Research published Tuesday in the online version of mBio, an academic journal that focuses on microbiology, determined that the annual deaths generally begin in autumn, with most of the bees dropping off in the winter months before stabilizing again in the spring. The tobacco ringspot virus (TRSV) is also at its peak during that time, according to the study, and appears to have quickly jumped from tobacco plants to soy plants and now bees.
The honeybees are thought to contract the virus when they are foraging, and then spread it when they mix their saliva and nectar with the pollen (which contains the virus) for honeybee larvae to eat. Researchers at mBio theorized that the virus may also be spread to the mites that feed on honeybee larvae.
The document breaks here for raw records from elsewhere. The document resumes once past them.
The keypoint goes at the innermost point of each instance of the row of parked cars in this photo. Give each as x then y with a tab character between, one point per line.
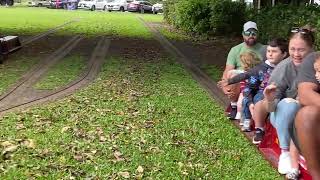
106	5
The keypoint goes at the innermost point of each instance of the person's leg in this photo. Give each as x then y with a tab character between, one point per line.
282	120
232	91
307	124
259	116
247	101
294	156
239	107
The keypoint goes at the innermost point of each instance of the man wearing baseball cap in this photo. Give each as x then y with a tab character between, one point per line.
250	35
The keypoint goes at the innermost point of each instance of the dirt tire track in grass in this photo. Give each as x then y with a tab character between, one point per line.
23	95
202	78
50	31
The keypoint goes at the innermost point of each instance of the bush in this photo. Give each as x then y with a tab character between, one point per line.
193	16
277	21
206	16
227	17
169	12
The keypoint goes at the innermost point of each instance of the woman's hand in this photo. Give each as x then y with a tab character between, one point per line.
223	83
270	92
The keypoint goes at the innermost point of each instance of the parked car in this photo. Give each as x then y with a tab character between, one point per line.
63	4
140	6
92	4
157	8
118	5
39	3
56	4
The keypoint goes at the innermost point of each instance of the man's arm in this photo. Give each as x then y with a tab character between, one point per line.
308	95
226	70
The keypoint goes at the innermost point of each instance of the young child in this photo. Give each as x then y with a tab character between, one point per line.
316	66
248	60
294	153
257	78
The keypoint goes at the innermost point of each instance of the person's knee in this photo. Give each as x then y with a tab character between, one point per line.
308	118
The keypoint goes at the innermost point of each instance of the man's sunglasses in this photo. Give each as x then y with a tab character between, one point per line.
250	33
300	30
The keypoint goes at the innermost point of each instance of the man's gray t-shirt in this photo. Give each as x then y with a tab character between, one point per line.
307	72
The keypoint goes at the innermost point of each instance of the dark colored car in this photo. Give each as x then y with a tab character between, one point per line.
140	6
6	2
63	4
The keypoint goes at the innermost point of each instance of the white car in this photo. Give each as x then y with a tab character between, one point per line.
157	8
92	4
39	3
118	5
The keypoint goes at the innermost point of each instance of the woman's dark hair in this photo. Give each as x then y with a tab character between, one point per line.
281	43
306	33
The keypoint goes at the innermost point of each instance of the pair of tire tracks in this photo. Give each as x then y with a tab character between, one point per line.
202	78
22	94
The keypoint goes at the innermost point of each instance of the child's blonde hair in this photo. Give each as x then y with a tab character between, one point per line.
249	60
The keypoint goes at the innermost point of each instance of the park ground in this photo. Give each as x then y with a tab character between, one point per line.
144	116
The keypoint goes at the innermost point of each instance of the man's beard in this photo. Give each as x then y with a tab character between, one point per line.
250	41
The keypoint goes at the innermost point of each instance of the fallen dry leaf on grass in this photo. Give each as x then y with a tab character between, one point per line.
118	156
140	169
29	143
124	174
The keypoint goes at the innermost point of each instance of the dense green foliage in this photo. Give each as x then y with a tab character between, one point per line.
225	17
205	16
277	21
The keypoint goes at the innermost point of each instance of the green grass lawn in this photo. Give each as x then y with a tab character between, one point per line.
34	20
139	120
12	69
62	73
148	120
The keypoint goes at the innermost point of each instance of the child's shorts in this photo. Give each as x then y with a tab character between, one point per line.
258	97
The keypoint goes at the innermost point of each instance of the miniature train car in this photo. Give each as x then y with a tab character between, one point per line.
269	148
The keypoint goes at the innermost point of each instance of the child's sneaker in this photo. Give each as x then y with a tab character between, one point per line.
293	174
238	116
258	136
246	125
233	113
241	122
284	165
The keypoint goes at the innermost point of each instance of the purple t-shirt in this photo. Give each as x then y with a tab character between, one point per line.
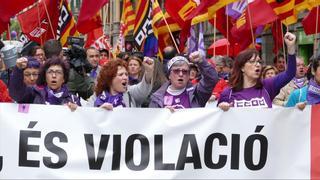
260	97
178	102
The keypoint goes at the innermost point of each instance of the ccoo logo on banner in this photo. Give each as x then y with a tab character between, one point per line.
52	142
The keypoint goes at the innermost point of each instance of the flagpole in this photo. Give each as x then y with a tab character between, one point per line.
214	32
227	32
38	8
8	31
175	44
52	31
250	22
315	48
283	44
110	27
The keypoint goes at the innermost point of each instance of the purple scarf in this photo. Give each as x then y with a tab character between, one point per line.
299	82
105	97
55	98
313	92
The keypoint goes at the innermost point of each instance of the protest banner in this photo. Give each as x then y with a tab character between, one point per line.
38	141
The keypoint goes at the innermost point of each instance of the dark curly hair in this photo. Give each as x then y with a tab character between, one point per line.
54	61
106	75
236	79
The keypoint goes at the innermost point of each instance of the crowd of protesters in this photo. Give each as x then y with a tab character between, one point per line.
46	76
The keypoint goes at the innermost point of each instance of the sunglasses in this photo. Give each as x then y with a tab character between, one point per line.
178	71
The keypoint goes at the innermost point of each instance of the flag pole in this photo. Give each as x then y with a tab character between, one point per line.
8	31
47	13
167	25
227	32
38	8
315	48
250	22
214	32
283	44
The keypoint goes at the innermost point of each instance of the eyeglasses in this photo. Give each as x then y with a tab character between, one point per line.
57	72
255	62
183	71
31	74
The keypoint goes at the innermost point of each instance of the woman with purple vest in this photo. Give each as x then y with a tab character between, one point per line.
179	93
247	89
51	86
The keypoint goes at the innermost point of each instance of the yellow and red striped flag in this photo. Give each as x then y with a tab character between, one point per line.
67	26
128	18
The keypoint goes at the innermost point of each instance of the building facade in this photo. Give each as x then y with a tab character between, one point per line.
112	14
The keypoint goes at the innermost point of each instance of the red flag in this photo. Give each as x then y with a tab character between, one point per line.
97	39
277	34
180	10
29	21
283	8
93	36
309	22
259	17
242	30
89	18
3	26
10	8
66	26
224	24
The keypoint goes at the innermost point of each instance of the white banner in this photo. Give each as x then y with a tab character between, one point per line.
39	141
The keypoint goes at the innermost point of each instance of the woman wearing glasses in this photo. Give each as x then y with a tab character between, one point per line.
113	89
247	89
51	86
178	92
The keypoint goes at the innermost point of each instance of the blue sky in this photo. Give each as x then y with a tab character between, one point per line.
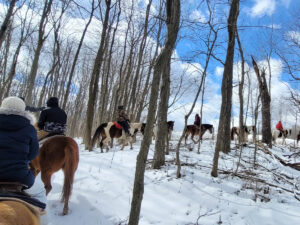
254	19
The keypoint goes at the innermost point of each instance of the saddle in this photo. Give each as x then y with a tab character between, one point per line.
43	140
14	191
117	125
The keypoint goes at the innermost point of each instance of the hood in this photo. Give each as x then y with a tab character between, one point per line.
52	102
15	120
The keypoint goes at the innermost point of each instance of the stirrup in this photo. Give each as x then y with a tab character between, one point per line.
12	186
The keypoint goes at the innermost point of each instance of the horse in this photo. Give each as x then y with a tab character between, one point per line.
15	212
170	130
17	207
195	130
108	131
236	131
284	134
57	152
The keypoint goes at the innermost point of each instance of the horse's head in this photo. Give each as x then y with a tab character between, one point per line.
171	125
35	167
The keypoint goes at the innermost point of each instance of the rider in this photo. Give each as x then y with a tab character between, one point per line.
197	120
32	108
18	142
52	120
279	127
123	120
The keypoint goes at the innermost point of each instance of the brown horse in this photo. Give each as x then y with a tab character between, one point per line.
170	129
236	131
16	212
57	152
109	131
195	130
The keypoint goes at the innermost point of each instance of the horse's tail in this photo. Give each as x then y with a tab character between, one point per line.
97	133
70	166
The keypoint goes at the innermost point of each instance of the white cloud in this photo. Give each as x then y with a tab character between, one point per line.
294	36
198	16
286	3
263	7
219	71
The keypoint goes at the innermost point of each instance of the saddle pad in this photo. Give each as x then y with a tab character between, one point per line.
24	197
43	140
117	125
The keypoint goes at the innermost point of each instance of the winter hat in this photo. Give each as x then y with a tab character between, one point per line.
13	103
52	102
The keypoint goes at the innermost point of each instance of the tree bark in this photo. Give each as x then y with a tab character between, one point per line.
37	53
6	21
93	88
162	128
266	105
223	137
173	17
76	58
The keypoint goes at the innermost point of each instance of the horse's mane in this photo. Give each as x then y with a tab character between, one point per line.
97	133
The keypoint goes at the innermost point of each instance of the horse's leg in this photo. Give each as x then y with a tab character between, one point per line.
46	178
186	136
17	213
131	144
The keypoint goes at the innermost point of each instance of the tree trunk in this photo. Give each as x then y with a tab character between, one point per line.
6	21
140	57
173	17
162	128
93	88
76	58
223	137
266	105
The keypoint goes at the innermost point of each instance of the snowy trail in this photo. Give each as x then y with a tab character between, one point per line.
102	192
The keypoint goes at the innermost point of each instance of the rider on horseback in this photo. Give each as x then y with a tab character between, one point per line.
52	120
18	142
123	120
197	120
280	128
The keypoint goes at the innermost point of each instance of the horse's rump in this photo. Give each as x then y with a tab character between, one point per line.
58	152
118	126
17	212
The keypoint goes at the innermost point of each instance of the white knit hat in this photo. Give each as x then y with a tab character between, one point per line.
13	103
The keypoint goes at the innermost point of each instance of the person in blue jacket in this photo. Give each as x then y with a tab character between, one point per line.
18	142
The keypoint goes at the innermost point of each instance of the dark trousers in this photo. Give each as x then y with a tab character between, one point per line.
197	123
125	126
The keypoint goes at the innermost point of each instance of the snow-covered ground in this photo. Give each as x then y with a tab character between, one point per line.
103	186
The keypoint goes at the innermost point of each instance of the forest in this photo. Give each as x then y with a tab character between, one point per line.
234	63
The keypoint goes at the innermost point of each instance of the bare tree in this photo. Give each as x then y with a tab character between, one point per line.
223	137
266	104
93	87
42	36
67	92
6	20
173	17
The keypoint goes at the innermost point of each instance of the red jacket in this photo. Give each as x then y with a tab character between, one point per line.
279	126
“Toxic viral cocktails appear to have a strong link with honey bee Colony Collapse Disorder (CDC), a mysterious malady that abruptly wiped out entire hives across the United States and was first reported in 2006,” explained authors at Science Codex.
“When these researchers investigated bee colonies classified as ‘strong’ or ‘weak,’ TRSV and other viruses were more common in the weak colonies then they were in the strong ones. Bee populations with high levels of multiple viral infections began failing in late fall and perished before February, these researchers report. In contrast, those in colonies with fewer viral assaults survived the entire cold winter months,” the science site continued.
Other sources compared the virus to a sexually transmitted disease that spreads throughout the human population. The researchers, however, warned that infection via pollination could be disastrous for the honeybee if it goes uncorrected.
“The increasing prevalence of TRSV in conjunction with other bee viruses is associated with a gradual decline of host populations and supports the view that viral infections have a significant negative impact on colony survival,” the biologists concluded.
This is not the first time bees have faced increasingly difficult odds for their survival. A study published in October from the University of New Hampshire revealed that approximately 90 percent of the bee population was wiped out 65 million years ago by the same meteor that rendered the dinosaurs extinct. The impact killed a large share of the plant life that bees rely on to eat, and the insects that did survive were forced to inter-mingle to avoid the same fate.
“We discovered that there was a long period of stasis in all four tribes of bees around 65 million years ago,” UNH professor Sandra Rehan told NPR. “Mutation should occur at a constant rate over time, and so when you see this long period where nothing occurred, that’s indicative of a mass extinction event.”